How has the 58 billion been hidden? There are many schemes. They include classing as income or placing off balance sheet such items "contribution to the costs of infrastructure", "contribution to the operation of regional services," "compensation", "capital”. “capital grants for equipment” and "other aids for combined transport”. Most of these arrangements were created by the Réseau Ferré de France (RFF), which inherited the network (and a large part of the debt), so as to enable the SNCF to fund maintenance and investment in infrastructure.

RFF may eventually reduce the cost of rail by judicious investment, but, for the time being, there has been no increase in the freight and passenger revenue nor has there been a reduction in costs.  None of the arrangements have actually reduced the subsidy. Instead all that has been achieved is to make that subsidy less visible.

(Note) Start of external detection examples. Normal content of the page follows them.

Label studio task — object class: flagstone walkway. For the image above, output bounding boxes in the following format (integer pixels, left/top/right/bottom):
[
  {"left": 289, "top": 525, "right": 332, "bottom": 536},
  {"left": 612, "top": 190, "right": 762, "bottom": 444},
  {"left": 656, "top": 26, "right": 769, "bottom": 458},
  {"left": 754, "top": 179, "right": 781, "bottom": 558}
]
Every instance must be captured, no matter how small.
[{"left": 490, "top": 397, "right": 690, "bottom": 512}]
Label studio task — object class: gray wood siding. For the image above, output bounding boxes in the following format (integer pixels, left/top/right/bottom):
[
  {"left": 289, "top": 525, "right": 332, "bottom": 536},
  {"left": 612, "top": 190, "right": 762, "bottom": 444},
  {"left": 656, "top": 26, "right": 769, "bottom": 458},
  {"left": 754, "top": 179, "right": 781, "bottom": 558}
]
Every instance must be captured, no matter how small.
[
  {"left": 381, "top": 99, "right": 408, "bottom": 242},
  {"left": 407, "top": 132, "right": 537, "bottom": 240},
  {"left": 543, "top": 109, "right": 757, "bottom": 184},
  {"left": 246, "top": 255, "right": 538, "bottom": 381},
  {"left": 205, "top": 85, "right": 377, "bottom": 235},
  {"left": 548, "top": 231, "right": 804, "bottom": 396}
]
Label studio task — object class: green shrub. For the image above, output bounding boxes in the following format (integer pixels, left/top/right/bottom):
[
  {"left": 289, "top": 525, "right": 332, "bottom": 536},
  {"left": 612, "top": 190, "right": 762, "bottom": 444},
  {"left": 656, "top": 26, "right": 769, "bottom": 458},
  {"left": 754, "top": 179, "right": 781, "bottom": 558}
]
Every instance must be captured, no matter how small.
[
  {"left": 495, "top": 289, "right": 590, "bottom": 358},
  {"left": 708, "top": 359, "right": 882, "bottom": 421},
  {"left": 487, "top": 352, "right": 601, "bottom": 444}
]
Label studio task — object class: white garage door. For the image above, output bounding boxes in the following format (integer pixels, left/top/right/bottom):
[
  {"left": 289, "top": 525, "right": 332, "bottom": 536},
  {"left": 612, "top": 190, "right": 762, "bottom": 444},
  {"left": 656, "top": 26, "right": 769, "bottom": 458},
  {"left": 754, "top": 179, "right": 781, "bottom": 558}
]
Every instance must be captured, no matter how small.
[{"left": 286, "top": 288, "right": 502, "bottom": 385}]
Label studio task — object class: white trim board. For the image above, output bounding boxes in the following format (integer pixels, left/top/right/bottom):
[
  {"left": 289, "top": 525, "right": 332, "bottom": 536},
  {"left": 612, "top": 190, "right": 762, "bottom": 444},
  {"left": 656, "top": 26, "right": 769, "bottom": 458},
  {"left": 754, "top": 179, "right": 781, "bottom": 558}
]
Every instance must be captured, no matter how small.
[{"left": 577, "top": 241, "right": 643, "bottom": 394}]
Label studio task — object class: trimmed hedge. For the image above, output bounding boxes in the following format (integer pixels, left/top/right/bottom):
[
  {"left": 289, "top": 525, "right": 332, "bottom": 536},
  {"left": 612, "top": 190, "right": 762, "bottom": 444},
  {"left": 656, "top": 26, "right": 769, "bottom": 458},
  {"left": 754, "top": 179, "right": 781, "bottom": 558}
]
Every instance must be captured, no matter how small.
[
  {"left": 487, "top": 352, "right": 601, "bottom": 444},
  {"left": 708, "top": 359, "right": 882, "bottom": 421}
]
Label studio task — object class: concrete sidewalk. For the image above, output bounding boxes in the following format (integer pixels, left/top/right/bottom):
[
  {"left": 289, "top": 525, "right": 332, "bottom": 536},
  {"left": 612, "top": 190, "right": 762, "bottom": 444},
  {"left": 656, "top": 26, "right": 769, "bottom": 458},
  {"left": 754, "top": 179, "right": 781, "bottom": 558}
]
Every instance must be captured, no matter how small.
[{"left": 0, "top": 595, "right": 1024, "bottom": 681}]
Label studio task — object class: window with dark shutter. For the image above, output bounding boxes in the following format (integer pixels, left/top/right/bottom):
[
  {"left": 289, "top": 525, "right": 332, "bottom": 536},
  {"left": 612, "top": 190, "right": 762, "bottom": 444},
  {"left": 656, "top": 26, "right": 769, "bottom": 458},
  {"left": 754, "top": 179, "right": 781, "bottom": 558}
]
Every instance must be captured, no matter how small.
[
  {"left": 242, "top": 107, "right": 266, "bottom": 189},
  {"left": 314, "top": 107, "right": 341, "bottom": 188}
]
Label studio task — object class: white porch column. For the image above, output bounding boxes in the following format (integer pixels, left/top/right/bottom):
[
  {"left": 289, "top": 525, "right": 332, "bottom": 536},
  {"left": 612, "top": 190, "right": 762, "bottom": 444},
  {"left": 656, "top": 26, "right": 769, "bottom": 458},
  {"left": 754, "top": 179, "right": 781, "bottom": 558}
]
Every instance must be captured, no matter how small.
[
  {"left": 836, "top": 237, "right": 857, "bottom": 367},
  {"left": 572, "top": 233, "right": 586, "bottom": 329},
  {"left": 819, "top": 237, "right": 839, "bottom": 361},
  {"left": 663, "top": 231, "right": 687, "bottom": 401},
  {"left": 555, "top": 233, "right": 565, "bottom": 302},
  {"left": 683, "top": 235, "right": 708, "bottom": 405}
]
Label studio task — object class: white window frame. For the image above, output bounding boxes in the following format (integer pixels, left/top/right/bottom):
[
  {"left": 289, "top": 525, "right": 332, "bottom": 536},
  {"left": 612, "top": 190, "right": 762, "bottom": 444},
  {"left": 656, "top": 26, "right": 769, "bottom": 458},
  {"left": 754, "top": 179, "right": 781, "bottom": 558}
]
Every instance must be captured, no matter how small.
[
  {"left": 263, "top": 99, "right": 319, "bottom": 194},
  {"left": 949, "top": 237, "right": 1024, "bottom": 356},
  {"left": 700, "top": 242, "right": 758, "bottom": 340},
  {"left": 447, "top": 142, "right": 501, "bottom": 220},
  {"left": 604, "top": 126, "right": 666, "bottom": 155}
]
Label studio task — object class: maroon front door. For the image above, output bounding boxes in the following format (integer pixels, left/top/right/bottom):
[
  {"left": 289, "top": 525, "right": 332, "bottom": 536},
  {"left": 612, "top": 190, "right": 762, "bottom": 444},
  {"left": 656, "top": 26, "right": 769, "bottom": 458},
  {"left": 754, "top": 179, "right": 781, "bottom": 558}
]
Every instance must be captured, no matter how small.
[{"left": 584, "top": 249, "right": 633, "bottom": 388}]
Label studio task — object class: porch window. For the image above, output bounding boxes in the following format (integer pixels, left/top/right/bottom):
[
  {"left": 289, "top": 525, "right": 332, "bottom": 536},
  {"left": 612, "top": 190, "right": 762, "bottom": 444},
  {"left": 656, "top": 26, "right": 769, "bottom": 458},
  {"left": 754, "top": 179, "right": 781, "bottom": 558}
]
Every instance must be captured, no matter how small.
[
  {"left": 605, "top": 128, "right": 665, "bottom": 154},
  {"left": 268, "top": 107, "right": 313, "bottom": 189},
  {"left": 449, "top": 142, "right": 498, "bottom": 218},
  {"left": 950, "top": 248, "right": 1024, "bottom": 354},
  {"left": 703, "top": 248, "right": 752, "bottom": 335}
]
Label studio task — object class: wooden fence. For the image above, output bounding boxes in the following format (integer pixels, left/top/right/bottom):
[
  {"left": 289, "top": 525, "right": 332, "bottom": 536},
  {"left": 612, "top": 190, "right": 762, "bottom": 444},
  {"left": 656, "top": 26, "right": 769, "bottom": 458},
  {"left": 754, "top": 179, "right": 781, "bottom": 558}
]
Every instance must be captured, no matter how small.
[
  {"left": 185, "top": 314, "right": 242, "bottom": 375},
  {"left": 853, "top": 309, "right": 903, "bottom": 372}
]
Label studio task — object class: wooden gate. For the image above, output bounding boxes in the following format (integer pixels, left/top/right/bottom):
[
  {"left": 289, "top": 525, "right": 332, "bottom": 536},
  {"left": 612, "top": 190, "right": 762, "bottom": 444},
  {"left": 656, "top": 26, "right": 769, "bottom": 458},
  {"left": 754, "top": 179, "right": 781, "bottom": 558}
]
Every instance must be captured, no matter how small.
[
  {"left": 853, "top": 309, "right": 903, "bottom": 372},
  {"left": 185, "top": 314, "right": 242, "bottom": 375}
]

To justify subsidy is one thing, to deny it is another. It would be reasonable to attempt to show that public spending on rail is desirable, in the same way as is public spending on education or justice, citing the benefits that the community derives in terms of safety, emissions, or national development. It would be a difficult exercise, particularly because railway users - the beneficiaries of these public expenditures - are mainly the rich so that the expenditures are regressive. Nevertheless the exercise would be legitimate.

What is not legitimate is to conceal the facts. As Tartuffe said in Molliere: "Oh, hide this hole from me lest I see it." It seems that for some people the main thing is for the subsidy to be invisible and inaudible - because “it is no sin to sin in silence." The actions of the SNCF and the RFF are perhaps understandable.  After all a deficit is not good for morale. On the other hand Institutions that have such a high opinion of themselves are perhaps unable to view the matter in its true light.

To suggest that the income from freight and passenger services balance expenditure, when it does not, is to distort the public debate on the need for rail. Would doubling up rail, seriously advocated by some, double the budgetary contributions? It was long thought not, because the cost to the railway would be less than the average cost. That is no longer certain. The very modest increase in activity in recent years has revealed all sorts of bottlenecks and the need to hire and invest whilst doing nothing to reduce the magnitude of subsidies.

The truth is, if more is to be spent on rail then there must be higher taxes, or, if you prefer, less spending on education. That should be clarified so that our nation may make a decision based on the facts. Fairy stories may be entertaining, but as we say “good accounts make good friends”.